Moving from San Francisco to Dublin was a significant life change. For LGBT+ people, relocating across the world isn’t always a simple choice: what will life be like in a new place? Will it be safe and accepting?
Before we came over, we watched Panti Bliss is the Queen of Ireland – a film about famous drag queen and advocate, Panti Bliss, and her involvement in the campaign for marriage equality,” Reggie says. “I actually didn’t realise that Ireland was the first country in the world to pass marriage equality through popular vote, which put me at ease somewhat about the move.”
Gilead’s new site in Dublin, which significantly expands the company’s 20-year presence in Ireland, was the driving force behind the move.
The new site in Dublin’s North Dock and existing operations in Cork, where it manufactures and packages drug products, place sustainability as a central mission. This isn’t entirely separate from Gilead’s inclusive philosophy: as Reggie puts it, there is little point in having LGBT+ rights on a planet which isn’t habitable.
“It’s vital that we’re able to produce our drugs in a way that’s not harmful to the planet,” he says.
Settling into a new country during a pandemic was challenging, but Reggie thinks there’s actually a lot of similarities between Dublin and his former home on the west coast of America.
“My experience of being here in Dublin is very heavily in favour of it being an easy place to be an out gay person,” he says. “We’ve easily made a circle of friends who have been really great and supported us in the pandemic, while everything was shut down.”
One difference he has noticed, though, is attitudes towards HIV. In Ireland, he thinks there is more stigma associated with HIV and people seem to be less open about their HIV status than they are in San Francisco.
“There’s a lot of grassroots activism in the community to try to change that, so I do believe that that will evolve over time,” he says.
The fight against HIV isn’t just personal to Reggie, as a gay man who came out during the AIDS crisis, but it’s woven into Gilead’s history too.
“We developed the first single tablet regimen,” he explains. “Prior to that, people would take three different medications on different schedules, some with food and some on an empty stomach, some three times a day, some two times a day, so compliance was very low.”
When compliance is low, viruses can break through and spread more easily, so creating one daily pill “changed the course” of HIV treatment.
“Gilead did this when, frankly, HIV wasn’t a disease that people were that interested in,” he says. Still, Reggie would be lying if he said he had never encountered pushback from the LGBT+ community about working in pharma. He’s experienced this resistance in Dublin too.
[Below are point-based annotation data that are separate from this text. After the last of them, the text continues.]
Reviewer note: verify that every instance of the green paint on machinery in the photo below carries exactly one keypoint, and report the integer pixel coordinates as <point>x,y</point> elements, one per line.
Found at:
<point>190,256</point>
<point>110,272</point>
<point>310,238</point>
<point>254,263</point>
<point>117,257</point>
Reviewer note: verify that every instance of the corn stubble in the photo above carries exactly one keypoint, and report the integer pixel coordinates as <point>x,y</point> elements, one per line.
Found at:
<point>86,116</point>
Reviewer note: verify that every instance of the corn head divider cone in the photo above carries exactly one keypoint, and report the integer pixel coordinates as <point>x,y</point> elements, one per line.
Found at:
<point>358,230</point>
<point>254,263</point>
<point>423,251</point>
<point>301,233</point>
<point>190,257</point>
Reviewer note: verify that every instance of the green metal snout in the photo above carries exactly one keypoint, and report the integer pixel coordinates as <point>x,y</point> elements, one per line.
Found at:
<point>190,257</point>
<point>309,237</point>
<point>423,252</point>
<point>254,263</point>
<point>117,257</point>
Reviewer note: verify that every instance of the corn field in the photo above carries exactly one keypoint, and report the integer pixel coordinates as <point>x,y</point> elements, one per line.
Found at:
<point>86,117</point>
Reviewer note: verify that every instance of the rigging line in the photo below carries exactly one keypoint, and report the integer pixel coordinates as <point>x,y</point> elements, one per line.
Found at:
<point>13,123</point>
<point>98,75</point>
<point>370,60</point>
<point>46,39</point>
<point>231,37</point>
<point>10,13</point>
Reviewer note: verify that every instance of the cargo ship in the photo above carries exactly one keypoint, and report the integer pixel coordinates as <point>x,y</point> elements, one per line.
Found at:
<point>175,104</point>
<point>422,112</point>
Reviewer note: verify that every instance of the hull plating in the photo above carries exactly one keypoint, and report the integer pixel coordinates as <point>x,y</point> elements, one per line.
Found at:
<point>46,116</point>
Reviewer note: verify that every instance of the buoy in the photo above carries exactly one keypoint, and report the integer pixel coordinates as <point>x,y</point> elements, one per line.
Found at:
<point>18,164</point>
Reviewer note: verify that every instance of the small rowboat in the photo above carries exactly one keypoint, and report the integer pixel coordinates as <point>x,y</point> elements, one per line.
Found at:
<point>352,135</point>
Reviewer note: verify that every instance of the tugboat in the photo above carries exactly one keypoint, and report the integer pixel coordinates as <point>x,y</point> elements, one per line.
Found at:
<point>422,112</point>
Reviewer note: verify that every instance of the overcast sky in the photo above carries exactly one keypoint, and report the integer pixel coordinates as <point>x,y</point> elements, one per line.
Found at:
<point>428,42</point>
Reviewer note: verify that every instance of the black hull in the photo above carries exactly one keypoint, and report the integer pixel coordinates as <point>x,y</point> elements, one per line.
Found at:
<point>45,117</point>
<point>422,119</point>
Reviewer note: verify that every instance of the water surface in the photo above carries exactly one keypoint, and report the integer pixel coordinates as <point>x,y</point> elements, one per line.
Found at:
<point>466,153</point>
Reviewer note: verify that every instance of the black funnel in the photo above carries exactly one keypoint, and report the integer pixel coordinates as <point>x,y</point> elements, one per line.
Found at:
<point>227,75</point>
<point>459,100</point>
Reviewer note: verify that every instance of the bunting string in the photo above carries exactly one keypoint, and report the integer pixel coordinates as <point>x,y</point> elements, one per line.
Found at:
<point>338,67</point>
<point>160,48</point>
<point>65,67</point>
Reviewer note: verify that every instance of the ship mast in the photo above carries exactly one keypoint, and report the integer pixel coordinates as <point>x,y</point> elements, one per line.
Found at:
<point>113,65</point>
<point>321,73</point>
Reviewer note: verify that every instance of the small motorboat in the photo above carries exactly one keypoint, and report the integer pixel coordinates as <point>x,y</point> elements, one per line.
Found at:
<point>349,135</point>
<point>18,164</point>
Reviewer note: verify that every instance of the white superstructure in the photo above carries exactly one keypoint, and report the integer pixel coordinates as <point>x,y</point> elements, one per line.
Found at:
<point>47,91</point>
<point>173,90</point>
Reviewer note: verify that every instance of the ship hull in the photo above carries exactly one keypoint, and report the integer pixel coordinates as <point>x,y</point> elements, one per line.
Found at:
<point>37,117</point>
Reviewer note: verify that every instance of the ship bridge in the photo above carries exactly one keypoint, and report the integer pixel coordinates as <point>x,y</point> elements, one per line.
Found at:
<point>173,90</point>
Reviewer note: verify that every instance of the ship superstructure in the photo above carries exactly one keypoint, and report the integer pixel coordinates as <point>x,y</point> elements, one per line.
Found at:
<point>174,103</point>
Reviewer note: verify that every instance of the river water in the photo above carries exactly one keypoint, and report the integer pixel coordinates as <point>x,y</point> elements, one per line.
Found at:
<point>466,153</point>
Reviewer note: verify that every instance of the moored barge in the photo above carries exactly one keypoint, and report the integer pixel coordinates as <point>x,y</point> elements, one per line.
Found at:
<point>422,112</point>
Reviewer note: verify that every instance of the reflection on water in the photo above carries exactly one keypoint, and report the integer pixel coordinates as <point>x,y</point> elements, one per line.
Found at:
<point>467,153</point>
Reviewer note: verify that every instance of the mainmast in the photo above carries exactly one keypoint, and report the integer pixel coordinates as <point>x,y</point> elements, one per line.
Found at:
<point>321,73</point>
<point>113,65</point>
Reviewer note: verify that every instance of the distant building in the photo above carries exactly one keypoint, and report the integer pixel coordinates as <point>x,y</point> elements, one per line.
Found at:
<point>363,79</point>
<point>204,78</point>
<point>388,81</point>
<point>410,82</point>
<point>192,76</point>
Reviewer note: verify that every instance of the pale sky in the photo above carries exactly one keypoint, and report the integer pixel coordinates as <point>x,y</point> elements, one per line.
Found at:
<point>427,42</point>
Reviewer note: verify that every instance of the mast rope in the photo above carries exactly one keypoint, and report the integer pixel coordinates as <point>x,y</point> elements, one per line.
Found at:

Gilead as a company has historically had a philosophy of letting the science speak for itself — we haven’t really communicated the broader social impact of our work,” he explains. “But it’s a bit of a failure for us in pharma more generally that we don’t talk about the good stuff that we do. I take pride in working in this industry, because I know the work I do matters and it’s helping people.”
Although this conflict can be difficult to reconcile, the drastic advances made in LGBT+ inclusion just during Reggie’s lifetime fill him with optimism.
“I’m so happy for young people who are able to come out in high school and have the support of their parents and their peers,” he says. “And I know a lot of trans youth are really struggling right now, but there are still some who have support around them. It’s just amazing how much has changed in the world.”